Agriculture-related careers represent 11% of Wisconsin’s workforce – that’s nearly 1 in 9 Wisconsin jobs involved in agriculture. Sustainability matters from the farmer’s gate to the consumer’s plate. Each step of the supply chain has their own priorities when it comes to preserving resources and ensuring success for the next generation.
Agriculture Educators have an important role in equipping students for success in all realms of agriculture. From priming next generation farmers for their role on the farm to coaching communicators to effectively share agriculture’s story, the responsibilities are vast. Setting up the next generation of agriculturists for success is just one way agriculture educators prioritize sustainability.
Hear from Waupun Area Junior/Senior Agriculture Education Teacher and FFA Advisor, Tari Costello, about her role and how sustainability impacts her classroom.
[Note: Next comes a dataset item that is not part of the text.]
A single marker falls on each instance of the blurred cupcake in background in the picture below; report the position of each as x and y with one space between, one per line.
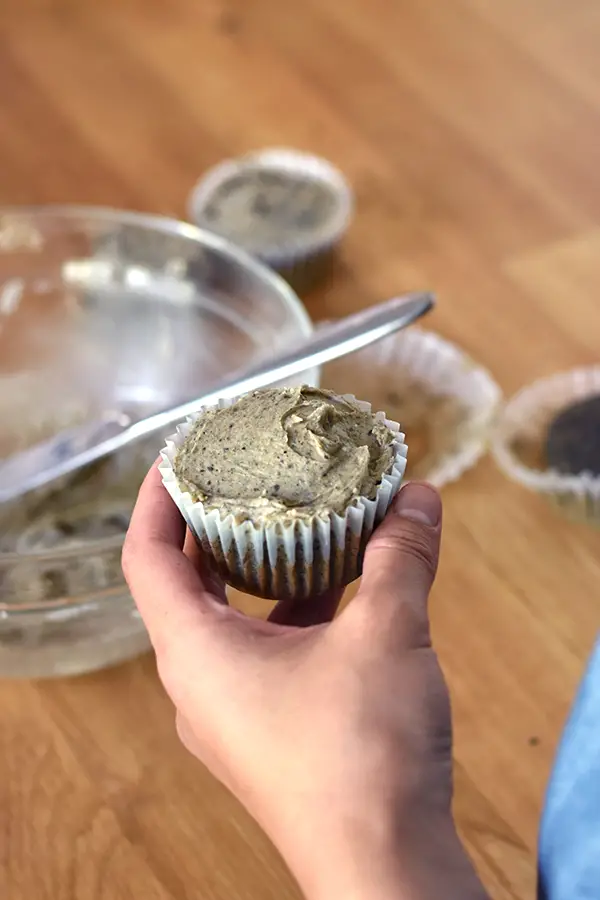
287 208
548 440
445 401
Hometown/County: I grew up in Alma, WI/Buffalo County; currently reside in Waupun/Dodge County
Job Title: Waupun Area Junior/Senior High School Agriculture Education Teacher and FFA Advisor
What’s an average day in the life? As an agriculture teacher and FFA advisor, I’m not sure that there is an “average” day. I have the opportunity to work with the best students at Waupun Area Junior/Senior High School each day! I teach on a block schedule, teaching four classes a day. These classes range from Horticulture to Veterinary Science to Employability Skills to Farm to Table Production and more. These classes allow me to provide students with a variety of experiences that include amazing partnerships with a variety of local industry experts including agricultural businesses, producers, veterinarians, and more. My workdays are not limited to school hours. Most weeks include numerous hours before school, after school, and weekends. FFA projects, supervised agriculture experience programs, picking up supplies for labs and leadership opportunities are responsible for most of these hours. I also have a summer contract that has me visiting students to review their SAE projects, FFA Officer Training, county fairs, State FFA Convention, and other teambuilding and leadership programs.
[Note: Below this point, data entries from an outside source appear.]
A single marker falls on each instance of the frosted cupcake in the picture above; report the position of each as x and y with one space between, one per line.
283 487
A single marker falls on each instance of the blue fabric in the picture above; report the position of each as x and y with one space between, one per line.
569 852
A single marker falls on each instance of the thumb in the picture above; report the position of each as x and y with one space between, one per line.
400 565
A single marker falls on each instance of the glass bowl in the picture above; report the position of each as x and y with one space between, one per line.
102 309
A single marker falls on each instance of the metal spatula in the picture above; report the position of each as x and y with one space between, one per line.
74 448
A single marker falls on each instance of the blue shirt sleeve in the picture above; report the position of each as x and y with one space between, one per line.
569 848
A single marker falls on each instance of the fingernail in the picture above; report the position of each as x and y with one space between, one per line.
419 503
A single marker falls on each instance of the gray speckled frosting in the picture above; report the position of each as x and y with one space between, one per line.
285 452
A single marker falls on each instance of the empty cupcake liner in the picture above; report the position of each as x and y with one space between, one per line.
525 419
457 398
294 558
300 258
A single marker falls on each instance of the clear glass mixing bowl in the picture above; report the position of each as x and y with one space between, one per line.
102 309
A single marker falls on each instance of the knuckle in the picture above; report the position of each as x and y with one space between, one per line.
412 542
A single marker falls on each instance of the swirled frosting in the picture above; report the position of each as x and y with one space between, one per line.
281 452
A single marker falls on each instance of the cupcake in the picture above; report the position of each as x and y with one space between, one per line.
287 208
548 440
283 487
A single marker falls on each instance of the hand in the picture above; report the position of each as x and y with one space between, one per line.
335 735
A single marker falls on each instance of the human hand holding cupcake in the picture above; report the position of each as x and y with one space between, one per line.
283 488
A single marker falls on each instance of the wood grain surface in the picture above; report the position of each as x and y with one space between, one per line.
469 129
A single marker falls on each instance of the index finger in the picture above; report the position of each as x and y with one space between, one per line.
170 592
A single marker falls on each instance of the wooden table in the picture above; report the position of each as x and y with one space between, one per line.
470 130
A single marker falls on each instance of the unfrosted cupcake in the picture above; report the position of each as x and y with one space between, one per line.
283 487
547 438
How do you talk about sustainability in the classroom? It is difficult to teach agriculture education without teaching sustainability. As agriculturalists, we are the caretakers of the planet. Everything that we do to grow and raise the food and fiber for the planet must be done with sustainability in mind.
What terms/words do you associate with sustainability? Longevity, efficiency, profitability, carbon footprint, natural resources, environment
Thank you, Tari, for your commitment to Wisconsin agriculture!